Vision-Language Pre-training: Basics, Recent Advances, and Future Trends
Zhe Gan, Linjie Li, Chunyuan Li, Lijuan Wang, Zicheng Liu, Jianfeng Gao
TL;DR
This survey maps the rapid development of Vision-Language Pre-training (VLP) across image-text, core vision, and video-text tasks, highlighting a shift from task-specific designs to large-scale pre-training and unified, foundation-model-style approaches. It details architectures (vision/text encoders, fusion strategies), pre-training objectives (MLM, ITM, ITC, MIM), and data sources, while discussing advanced topics like big models, in-context learning, memory-efficient adaptation, and multilinguality. The paper emphasizes the transition to open-set and in-the-wild capabilities enabled by language supervision, and discusses industrial deployment considerations such as domain adaptation, cost, and fairness. It also outlines a roadmap toward general-purpose multimodal foundation models through unified modeling, robust evaluation, and knowledge integration, with a forward-looking view on T2I generation, multi-channel video understanding, and cross-modal collaboration.
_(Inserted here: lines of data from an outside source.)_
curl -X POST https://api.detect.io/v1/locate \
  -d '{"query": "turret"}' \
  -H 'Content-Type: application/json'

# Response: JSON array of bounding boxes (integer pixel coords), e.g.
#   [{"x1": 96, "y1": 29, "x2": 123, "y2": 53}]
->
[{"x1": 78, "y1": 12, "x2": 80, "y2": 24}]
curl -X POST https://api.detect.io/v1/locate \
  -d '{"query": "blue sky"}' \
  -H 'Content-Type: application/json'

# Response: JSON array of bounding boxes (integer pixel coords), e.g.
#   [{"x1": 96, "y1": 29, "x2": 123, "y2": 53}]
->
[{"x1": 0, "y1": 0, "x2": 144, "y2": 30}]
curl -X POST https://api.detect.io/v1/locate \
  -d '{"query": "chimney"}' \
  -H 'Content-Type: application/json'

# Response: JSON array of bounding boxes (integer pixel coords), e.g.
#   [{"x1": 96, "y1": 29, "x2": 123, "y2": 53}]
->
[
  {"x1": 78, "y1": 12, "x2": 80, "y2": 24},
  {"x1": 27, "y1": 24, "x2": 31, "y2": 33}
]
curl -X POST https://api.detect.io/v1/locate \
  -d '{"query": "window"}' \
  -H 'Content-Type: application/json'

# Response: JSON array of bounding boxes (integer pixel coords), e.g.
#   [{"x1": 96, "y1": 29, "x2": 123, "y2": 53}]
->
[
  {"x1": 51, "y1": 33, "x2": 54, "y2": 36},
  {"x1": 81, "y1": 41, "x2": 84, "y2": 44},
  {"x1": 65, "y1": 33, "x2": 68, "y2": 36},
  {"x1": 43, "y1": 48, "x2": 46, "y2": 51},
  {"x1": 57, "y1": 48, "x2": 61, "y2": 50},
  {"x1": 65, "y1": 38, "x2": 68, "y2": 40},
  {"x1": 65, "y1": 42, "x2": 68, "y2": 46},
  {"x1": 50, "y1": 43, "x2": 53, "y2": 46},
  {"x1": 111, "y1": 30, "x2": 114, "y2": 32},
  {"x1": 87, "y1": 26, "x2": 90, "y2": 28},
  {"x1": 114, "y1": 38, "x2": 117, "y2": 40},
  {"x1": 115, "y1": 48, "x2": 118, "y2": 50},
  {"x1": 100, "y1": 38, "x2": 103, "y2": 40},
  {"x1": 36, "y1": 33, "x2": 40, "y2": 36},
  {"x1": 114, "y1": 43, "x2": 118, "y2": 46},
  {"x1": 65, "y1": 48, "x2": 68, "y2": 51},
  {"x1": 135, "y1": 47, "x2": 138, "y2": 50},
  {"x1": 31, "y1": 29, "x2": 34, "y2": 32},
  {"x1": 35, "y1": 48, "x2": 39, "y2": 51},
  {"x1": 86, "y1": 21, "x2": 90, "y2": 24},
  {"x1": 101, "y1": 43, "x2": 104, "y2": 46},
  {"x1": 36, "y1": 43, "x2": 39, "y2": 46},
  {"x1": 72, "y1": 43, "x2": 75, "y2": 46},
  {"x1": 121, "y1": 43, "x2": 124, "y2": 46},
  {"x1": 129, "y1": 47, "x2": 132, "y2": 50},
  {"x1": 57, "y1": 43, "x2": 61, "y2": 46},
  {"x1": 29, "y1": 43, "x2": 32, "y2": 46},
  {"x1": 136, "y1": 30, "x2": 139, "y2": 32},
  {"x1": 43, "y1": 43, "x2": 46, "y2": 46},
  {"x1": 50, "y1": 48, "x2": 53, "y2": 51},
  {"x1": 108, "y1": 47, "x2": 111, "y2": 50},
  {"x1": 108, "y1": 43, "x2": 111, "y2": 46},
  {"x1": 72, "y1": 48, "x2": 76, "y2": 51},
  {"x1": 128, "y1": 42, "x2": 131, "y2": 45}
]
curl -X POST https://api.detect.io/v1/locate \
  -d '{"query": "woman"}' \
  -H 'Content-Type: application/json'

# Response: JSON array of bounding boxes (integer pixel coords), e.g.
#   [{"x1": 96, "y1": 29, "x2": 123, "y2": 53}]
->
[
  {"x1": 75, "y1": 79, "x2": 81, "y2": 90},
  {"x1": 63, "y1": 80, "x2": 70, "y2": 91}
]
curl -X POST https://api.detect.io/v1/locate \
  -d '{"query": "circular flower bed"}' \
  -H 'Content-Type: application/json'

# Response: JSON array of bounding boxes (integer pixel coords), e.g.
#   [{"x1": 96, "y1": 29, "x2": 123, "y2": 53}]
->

Overall, VLP stands to substantially broaden the applicability and robustness of multimodal AI by leveraging language as a universal supervision signal and a flexible interface for open-ended tasks.
Abstract
This paper surveys vision-language pre-training (VLP) methods for multimodal intelligence that have been developed in the last few years. We group these approaches into three categories: ($i$) VLP for image-text tasks, such as image captioning, image-text retrieval, visual question answering, and visual grounding; ($ii$) VLP for core computer vision tasks, such as (open-set) image classification, object detection, and segmentation; and ($iii$) VLP for video-text tasks, such as video captioning, video-text retrieval, and video question answering. For each category, we present a comprehensive review of state-of-the-art methods, and discuss the progress that has been made and challenges still being faced, using specific systems and models as case studies. In addition, for each category, we discuss advanced topics being actively explored in the research community, such as big foundation models, unified modeling, in-context few-shot learning, knowledge, robustness, and computer vision in the wild, to name a few.